The University of California Student Association (UCSA) held a board meeting to discuss several issues concerning UC students Saturday and Sunday at UC Riverside.
UCSA is a UC-wide student advocacy organization governed by student officers made up of External Vice Presidents (EVP) from each UC campus’ undergraduate and graduate student governments and staff members. UCSA meets monthly, and in its October meeting discussed the goals of the Student Advocacy, Governance, and Engagement (S.A.G.E.) fee, Million Student March, developing the role of Student Advocate to the Regents (StARs) and communications with the UC Office of the President.
S.A.G.E. is a proposal that would establish a UC-wide, voluntary opt-out fee of six dollars per student to fund UCSA and is set to be established at the upcoming November Regents meeting. The Million Student March is a movement that demands tuition-free public college, cancellation of all student debt and a minimum $15 wage for all campus workers which will take place at campuses across the nation Nov. 12. StARs are UC students who attend Board of Regents meetings held every other month to converse with regents and to present student concerns, and UCSA hopes to increase the presence and influence of StARs at the meetings.
UCSA President and fourth-year peace and conflict studies major at UC Berkeley Kevin Sabo said UCSA is funded by student associations across the UC campuses, and for individual UC’s to receive the benefits of UCSA at the state level the associations must pay their membership dues. According to Sabo, the SAGE fee would better connect students and decision makers.
“Really what S.A.G.E. does is there is a lot of difficulties with students being able to get access to decision makers,” Sabo said. “With S.A.G.E., the UCSA would be able to really eliminate that barrier of accessibility and get students before those decision makers.”
Sabo said students who are interested in going to Sacramento to lobby may have troubles paying for transportation and other expenses. According to Sabo, S.A.G.E. will allow UCSA to “spend more effectively.”
“They have to front the cost to participate and then wait several weeks, even months, to get reimbursed,” Sabo said. “S.A.G.E. is really about stabilizing the organization, giving a better, more predictable outlook on what revenues are going to be like so we can budget for things like taking students to lobby on things like student loan debt or the Perkins Loans.”
UCSA campus action vice chair and UCSB fourth-year global studies major Dana Patterson said the Million Student March is a “unique opportunity” to address the growing problem of student debt in the United States.
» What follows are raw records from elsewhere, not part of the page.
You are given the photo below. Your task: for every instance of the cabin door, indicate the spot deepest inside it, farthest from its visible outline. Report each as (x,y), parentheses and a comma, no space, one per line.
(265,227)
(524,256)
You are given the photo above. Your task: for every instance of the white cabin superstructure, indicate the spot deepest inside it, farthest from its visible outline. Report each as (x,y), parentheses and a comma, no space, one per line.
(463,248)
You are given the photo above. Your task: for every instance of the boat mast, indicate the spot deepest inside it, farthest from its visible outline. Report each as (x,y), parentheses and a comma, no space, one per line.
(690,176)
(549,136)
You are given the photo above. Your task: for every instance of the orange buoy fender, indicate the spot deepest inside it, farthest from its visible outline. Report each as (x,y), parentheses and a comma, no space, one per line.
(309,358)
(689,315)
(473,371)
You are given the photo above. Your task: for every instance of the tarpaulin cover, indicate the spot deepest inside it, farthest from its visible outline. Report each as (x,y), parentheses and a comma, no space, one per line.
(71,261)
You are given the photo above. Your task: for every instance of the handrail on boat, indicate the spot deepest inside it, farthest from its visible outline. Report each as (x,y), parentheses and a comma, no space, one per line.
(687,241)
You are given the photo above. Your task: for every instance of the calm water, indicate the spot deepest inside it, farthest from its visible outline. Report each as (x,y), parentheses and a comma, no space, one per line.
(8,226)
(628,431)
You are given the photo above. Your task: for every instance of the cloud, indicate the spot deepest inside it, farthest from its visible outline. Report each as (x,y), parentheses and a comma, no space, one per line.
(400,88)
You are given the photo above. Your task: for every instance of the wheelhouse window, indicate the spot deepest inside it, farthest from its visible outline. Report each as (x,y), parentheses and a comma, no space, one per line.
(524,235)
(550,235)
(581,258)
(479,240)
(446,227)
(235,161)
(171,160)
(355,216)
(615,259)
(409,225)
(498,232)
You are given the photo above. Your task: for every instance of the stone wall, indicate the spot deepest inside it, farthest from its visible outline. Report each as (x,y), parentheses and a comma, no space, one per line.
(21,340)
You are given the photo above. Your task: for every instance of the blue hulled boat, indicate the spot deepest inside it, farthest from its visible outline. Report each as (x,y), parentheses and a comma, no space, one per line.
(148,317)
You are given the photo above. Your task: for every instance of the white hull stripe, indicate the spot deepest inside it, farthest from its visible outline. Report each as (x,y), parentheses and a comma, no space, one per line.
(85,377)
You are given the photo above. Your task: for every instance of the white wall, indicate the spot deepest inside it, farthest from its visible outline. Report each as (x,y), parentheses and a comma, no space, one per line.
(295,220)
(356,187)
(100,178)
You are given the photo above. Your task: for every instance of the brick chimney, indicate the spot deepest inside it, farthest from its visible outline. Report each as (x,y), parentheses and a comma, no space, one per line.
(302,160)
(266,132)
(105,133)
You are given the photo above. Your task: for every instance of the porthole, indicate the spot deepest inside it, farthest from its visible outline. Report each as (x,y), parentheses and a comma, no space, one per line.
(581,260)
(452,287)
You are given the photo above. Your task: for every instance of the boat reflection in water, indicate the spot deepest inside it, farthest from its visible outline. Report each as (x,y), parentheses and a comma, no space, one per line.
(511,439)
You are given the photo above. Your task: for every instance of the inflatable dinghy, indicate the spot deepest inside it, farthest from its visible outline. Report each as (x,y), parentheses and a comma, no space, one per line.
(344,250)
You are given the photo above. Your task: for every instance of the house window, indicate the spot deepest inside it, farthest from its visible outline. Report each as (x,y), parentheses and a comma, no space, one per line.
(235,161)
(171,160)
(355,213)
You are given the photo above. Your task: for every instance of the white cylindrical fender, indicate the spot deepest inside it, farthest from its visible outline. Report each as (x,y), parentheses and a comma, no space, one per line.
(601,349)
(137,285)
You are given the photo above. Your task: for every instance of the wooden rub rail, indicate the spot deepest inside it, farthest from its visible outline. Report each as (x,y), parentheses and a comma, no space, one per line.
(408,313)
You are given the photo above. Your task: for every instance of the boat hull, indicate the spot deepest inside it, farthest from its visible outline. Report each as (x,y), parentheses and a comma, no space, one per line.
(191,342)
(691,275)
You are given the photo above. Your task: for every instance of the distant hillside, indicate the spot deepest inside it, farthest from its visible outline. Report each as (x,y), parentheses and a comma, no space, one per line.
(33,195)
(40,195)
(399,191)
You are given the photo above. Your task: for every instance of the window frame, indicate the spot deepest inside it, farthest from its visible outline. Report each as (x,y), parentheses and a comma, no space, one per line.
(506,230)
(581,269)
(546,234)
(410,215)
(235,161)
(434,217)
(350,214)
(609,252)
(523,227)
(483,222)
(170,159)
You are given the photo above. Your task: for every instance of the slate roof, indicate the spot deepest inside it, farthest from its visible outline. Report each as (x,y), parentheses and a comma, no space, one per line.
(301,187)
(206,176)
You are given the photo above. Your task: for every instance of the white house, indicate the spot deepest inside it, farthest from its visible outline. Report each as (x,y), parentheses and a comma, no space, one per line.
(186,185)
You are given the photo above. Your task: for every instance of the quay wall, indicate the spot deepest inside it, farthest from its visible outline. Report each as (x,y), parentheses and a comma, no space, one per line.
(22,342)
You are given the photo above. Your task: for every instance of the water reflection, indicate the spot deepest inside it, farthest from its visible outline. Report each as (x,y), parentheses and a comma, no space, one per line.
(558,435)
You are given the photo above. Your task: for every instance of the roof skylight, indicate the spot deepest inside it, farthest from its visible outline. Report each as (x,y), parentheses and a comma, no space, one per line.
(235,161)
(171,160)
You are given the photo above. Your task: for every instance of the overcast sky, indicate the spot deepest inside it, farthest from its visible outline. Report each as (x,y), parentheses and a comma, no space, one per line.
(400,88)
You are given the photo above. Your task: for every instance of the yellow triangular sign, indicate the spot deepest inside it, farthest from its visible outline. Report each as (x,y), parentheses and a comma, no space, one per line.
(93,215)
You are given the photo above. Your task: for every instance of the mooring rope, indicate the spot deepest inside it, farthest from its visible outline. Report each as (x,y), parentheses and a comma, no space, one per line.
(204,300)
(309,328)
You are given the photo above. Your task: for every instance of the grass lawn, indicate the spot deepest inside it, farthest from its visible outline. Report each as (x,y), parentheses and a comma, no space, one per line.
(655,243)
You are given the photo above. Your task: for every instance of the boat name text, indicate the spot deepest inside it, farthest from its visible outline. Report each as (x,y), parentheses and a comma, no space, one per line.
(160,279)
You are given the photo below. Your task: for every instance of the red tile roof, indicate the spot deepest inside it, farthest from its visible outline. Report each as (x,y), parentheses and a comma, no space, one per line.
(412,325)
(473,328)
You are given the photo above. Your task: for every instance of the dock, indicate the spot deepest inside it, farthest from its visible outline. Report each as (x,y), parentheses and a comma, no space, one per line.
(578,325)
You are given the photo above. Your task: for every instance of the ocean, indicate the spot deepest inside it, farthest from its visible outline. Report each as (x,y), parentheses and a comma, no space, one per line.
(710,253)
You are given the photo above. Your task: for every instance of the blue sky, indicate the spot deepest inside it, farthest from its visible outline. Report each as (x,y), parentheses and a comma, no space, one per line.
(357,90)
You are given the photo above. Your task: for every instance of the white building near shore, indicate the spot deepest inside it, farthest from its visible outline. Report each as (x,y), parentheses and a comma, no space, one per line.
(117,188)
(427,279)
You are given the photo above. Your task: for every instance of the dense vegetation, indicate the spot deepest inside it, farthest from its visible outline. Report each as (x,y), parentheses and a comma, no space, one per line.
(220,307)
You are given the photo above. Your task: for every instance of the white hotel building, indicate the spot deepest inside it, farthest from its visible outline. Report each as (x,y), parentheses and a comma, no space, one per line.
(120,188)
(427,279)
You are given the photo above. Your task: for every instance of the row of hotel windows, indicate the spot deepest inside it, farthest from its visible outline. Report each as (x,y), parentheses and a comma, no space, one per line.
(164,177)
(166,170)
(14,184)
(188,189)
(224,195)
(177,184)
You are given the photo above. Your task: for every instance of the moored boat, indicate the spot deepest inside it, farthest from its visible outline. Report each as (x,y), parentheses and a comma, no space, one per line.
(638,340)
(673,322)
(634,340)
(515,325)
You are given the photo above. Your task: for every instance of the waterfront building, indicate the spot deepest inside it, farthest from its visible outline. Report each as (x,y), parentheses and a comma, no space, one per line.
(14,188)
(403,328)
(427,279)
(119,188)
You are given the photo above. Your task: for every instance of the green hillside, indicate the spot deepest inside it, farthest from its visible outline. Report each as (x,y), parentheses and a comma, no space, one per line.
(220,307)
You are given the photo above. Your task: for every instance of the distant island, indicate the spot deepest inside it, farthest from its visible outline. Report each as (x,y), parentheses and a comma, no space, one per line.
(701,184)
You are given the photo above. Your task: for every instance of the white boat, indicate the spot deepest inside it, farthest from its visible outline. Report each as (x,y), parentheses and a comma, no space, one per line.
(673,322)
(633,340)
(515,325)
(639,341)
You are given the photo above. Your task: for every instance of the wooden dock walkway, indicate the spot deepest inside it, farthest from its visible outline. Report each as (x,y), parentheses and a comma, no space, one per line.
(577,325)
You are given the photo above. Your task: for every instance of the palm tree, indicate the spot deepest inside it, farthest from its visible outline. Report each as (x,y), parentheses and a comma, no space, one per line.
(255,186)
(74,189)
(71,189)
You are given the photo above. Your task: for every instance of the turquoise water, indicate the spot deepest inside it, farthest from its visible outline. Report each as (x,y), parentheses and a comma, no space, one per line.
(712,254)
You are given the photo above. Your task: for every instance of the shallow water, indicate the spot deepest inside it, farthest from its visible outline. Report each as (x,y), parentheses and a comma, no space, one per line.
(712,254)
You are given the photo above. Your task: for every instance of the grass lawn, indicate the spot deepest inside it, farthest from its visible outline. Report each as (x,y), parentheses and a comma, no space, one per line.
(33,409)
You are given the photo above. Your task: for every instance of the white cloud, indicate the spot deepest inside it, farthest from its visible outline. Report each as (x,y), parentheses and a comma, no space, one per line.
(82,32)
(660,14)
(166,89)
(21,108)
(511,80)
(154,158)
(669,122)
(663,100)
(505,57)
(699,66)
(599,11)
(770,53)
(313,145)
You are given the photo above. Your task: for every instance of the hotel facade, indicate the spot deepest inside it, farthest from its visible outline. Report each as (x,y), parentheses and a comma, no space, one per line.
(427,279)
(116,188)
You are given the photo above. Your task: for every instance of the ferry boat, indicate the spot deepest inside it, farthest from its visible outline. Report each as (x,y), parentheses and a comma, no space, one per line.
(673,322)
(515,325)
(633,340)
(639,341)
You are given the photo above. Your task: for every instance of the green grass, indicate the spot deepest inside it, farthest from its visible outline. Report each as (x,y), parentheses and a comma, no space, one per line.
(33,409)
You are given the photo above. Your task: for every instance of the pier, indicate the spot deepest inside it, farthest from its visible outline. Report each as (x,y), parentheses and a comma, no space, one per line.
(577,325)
According to Patterson, tuition freezes are not enough.
“Every person in our community is affected by student debt,” Patterson said. “Student debt is greater than credit card debt … It has tripled in the last 10 years … education needs to be free, mainstream, and make politicians talk about it.”
According to Patterson, the board meeting was “100 percent a success,” and UCSA passed a resolution for the UCs to contribute to the efforts of the Million Student March on individual campuses. Patterson said she encourages students across the nation to participate in the Million Student March at their campus.
“This is for every student to get involved, and I encourage any who wants to join this movement to come,” Patterson said.
UC Berkeley graduate student Iman Sylvain said StARs are allowed to provide comments at UC Regents Board meetings and meet with Regents in private settings such as in break rooms or while getting lunch.
“We have a wonderful program that gives students a back door access to the ability to really interface genuinely with the Regents, because they are kind of an elusive group,” Sylvain said.
Sylvain said StARs representatives are able to advocate for issues relevant to UC students.
“We’ve talked about student homelessness, we’ve talked about renewing the act for sexual assault prevention training for faculties, we also talked about mental health and the cost of living has been huge,” Sylvain said.
According to Sylvain, UCSA is working on developing more personal relationships with Regents through StARs in order for the Regents to better understand the student perspective.
“For example, the housing crisis — you can see that, you can see students sleeping in their cars or showering at the gym,” Sylvain said. “The Regents are very removed from the on-campus situation … So we are trying to engage [the Regents] in different ways.”
According to Sylvain, UCSA is “only” scheduled to meet with the UC Office of the President three hours a year.
“We are definitely pushing for the president to take more meetings and to have more ongoing conversations with them,” Sylvain said. “What are the ways to be in constant communication with the Office of the President?”
Sylvain said UCSA advocates for a “genuine” shared government between administration, faculty and students.
“Why don’t we have a vote — why don’t we have a say when it comes to decision making?” Sylvain said. “We want more than just our ‘foot in the door;’ we want a seat at the table.”